Gab es in der Bundesrepublik bereits ähnliche Vorstöße?
2023 forderte der bayerische Innenminister Joachim Hermann, Menschen mit zwei Pässen die deutsche Staatsbürgerschaft abzuerkennen, wenn diese schwere Straftaten begangen haben. Als Beispiele nannte er schwere antisemitische Gewalttaten, Mord oder Vergewaltigung. Bayern habe gemeinsam mit den anderen Bundesländern das Innenministerium aufgefordert, "neue Verlustgründe bei antisemitischer, rassistischer oder sonstiger menschenverachtender Einstellung zu prüfen". Das gab die bayerische Landesregierung in einer Antwort auf eine kleine Anfrage der AfD an.
Was sagt die CDU?
Ein CDU-Sprecher sagte ntv.de, schon jetzt sehe das Staatsangehörigkeitsgesetz den Verlust der deutschen Staatsangehörigkeit in bestimmten Fällen vor. Die Partei wolle prüfen, ob diese Tatbestände ausgeweitet werden könnten. Es gehe der Partei um Personen mit doppelter Staatsangehörigkeit, "die mehrfach schwer straffällig geworden sind und damit eine Gefahr für die Sicherheit in unserem Land darstellen". Welche Straftaten das sein könnten und wie der deutsche Staat genau mit solchen Straftätern verfahren würde, wollte die CDU nicht sagen.
Was sagen andere Politikerinnen und Politiker?
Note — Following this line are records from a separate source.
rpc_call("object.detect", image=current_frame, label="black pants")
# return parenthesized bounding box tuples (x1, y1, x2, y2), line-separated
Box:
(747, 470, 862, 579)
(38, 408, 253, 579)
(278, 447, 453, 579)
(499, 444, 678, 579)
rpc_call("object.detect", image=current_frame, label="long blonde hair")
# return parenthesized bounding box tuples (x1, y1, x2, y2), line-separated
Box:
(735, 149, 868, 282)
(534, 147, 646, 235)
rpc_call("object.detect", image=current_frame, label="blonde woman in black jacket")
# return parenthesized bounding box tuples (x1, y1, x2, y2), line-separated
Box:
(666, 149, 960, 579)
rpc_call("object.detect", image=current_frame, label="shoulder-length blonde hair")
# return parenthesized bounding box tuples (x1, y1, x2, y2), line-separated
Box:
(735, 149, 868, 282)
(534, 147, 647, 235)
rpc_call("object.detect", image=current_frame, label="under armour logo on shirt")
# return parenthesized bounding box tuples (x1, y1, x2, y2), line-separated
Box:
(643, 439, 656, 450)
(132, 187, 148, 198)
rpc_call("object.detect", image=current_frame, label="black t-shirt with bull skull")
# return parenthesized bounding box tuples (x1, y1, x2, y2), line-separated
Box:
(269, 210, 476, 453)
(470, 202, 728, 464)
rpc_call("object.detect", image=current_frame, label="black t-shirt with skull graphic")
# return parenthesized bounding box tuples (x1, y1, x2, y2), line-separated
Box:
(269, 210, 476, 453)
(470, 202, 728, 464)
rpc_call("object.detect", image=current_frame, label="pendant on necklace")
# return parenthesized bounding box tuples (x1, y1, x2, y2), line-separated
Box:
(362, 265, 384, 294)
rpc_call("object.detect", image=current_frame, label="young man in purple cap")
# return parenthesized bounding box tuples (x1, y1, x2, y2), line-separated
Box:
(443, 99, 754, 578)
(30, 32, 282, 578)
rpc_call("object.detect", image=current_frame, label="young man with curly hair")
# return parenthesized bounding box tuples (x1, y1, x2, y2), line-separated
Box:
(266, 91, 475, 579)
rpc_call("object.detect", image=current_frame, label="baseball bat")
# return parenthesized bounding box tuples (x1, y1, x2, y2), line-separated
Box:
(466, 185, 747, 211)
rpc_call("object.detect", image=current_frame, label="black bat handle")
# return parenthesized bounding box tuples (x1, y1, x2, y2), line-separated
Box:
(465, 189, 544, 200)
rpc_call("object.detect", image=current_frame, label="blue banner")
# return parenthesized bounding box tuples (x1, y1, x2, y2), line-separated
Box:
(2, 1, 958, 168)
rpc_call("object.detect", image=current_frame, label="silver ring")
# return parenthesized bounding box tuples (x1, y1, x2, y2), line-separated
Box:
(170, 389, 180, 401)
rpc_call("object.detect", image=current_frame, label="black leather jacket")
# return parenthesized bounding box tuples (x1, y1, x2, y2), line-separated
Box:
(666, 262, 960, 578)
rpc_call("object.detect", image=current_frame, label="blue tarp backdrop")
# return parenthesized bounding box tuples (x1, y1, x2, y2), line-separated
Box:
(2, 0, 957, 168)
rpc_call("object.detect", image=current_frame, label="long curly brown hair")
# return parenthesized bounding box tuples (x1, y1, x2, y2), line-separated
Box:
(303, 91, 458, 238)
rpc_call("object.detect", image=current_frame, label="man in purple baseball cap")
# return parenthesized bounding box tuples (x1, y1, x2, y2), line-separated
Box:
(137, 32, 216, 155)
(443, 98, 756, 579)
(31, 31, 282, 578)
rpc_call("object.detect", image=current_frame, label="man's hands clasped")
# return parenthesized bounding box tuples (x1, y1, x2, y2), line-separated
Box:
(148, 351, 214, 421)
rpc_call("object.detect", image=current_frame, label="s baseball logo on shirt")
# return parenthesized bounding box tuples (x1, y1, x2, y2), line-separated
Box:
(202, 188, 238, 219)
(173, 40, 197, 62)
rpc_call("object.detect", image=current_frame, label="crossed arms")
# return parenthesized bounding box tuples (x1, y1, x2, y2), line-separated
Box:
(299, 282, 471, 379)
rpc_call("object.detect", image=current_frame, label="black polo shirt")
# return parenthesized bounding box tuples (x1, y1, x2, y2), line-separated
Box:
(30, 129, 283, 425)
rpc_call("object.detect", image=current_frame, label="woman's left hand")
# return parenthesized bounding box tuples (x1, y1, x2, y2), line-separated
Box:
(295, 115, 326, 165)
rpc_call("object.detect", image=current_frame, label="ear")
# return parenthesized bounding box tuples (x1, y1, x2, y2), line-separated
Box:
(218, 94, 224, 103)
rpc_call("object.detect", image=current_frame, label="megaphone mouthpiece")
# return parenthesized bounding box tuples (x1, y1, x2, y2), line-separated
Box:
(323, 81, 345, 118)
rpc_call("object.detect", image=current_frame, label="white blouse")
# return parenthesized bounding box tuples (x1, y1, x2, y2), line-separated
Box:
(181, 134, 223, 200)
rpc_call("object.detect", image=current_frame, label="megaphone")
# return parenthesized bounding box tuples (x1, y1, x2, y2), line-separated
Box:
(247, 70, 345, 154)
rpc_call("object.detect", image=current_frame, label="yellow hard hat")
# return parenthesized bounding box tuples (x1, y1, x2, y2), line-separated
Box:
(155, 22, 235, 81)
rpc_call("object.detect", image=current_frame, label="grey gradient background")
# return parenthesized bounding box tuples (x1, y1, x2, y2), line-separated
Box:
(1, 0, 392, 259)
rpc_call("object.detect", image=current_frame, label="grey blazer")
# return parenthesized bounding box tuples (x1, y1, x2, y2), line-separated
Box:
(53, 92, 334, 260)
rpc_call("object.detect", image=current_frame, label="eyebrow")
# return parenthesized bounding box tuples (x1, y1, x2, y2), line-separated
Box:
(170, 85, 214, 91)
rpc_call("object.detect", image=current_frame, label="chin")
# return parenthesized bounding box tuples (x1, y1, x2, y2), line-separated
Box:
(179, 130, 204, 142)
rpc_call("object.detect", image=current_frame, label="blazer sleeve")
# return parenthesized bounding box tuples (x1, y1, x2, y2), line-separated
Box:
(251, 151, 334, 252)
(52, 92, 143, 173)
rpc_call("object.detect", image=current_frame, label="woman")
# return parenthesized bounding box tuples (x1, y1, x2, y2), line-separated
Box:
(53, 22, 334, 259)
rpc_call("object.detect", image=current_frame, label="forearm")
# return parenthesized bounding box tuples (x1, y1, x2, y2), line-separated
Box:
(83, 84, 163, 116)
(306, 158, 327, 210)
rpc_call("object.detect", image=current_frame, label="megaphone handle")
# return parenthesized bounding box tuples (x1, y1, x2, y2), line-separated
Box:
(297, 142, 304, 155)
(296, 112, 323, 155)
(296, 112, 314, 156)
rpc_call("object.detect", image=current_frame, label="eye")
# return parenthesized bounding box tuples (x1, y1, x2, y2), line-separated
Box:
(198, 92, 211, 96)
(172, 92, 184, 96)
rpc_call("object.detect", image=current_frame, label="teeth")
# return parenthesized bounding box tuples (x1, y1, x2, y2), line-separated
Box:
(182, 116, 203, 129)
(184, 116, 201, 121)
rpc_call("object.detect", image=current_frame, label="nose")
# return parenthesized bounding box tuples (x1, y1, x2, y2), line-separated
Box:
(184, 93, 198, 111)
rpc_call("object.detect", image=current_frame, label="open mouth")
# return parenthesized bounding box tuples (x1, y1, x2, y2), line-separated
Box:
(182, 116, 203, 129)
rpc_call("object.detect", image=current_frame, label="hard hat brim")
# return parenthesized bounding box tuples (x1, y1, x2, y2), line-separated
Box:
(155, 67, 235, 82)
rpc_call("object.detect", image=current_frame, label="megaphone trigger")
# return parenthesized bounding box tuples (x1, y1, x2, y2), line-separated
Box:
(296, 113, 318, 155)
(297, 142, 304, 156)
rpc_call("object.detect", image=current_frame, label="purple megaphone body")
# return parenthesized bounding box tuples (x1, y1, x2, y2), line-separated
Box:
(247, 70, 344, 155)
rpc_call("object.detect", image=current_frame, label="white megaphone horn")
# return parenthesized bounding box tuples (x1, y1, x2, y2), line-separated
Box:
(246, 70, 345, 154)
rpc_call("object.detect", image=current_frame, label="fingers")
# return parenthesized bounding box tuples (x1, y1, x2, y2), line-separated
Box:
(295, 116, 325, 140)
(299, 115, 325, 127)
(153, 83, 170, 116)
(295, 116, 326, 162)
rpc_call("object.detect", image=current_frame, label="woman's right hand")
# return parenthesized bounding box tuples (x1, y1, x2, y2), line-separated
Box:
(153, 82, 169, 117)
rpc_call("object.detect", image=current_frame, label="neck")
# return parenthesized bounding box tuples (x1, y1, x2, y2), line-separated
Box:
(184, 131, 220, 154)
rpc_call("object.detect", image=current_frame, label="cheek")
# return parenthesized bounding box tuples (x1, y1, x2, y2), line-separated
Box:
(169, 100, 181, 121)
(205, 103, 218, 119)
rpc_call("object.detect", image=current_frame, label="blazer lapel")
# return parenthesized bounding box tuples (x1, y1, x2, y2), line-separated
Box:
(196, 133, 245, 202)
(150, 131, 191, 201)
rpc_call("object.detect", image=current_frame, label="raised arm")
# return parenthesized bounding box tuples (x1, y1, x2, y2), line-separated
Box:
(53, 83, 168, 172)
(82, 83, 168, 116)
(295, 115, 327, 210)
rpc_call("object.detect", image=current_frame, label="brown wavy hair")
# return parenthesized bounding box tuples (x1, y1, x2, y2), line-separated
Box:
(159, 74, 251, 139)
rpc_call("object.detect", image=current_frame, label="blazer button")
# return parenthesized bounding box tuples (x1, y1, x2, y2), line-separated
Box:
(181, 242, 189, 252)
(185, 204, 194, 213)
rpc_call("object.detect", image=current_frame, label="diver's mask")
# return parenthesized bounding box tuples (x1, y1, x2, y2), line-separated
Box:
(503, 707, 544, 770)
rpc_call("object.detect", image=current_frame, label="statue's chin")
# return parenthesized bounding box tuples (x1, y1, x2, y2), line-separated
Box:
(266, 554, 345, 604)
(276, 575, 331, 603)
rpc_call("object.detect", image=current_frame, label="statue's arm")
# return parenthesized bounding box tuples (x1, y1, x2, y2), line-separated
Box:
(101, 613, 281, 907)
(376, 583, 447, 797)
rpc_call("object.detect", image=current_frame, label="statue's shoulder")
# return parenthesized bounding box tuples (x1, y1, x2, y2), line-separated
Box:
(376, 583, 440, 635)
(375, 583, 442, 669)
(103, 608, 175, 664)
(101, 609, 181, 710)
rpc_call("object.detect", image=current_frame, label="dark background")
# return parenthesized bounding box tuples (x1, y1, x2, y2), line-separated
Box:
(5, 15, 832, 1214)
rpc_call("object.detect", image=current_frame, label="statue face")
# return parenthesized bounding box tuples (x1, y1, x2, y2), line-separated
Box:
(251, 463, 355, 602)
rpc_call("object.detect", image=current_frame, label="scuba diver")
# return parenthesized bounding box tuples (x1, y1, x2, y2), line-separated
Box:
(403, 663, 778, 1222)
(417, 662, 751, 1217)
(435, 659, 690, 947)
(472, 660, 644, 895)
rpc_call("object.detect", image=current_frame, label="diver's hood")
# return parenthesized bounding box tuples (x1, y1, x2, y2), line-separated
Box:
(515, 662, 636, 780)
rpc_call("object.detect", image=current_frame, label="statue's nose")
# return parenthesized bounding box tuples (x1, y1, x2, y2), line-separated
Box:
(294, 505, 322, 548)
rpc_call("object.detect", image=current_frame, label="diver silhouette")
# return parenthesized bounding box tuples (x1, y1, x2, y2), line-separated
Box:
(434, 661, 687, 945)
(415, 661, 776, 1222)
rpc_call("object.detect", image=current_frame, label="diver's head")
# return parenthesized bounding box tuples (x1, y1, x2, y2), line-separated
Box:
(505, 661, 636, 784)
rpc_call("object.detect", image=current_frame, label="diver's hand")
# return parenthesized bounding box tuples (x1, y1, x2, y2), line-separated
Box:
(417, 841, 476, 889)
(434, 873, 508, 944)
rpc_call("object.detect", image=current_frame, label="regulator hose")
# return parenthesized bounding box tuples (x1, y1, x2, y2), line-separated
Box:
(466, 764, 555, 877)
SPD-Chefin Saskia Esken sagte dem "Stern": "Friedrich Merz spielt bewusst mit dem rechtspopulistischen Feuer und ist als Kanzler aller Deutschen nicht geeignet." Seine Forderungen würden aus Eingebürgerten "Bürger zweiter Klasse machen". Der Linken-Vorsitzende Jan van Aken ging noch weiter: "Was Friedrich Merz hier gesagt hat, ist nichts anderes als widerlicher Rassismus", Merz spalte das Land. Der Grünen-Chef Felix Banaszak sagte: "Eine Staatsbürgerschaft auf Abruf darf es für niemanden geben." Die Union solle auch im Wahlkampf nicht den Eindruck erwecken, "dass sie an so grundlegenden Säulen unseres Rechts sägen will".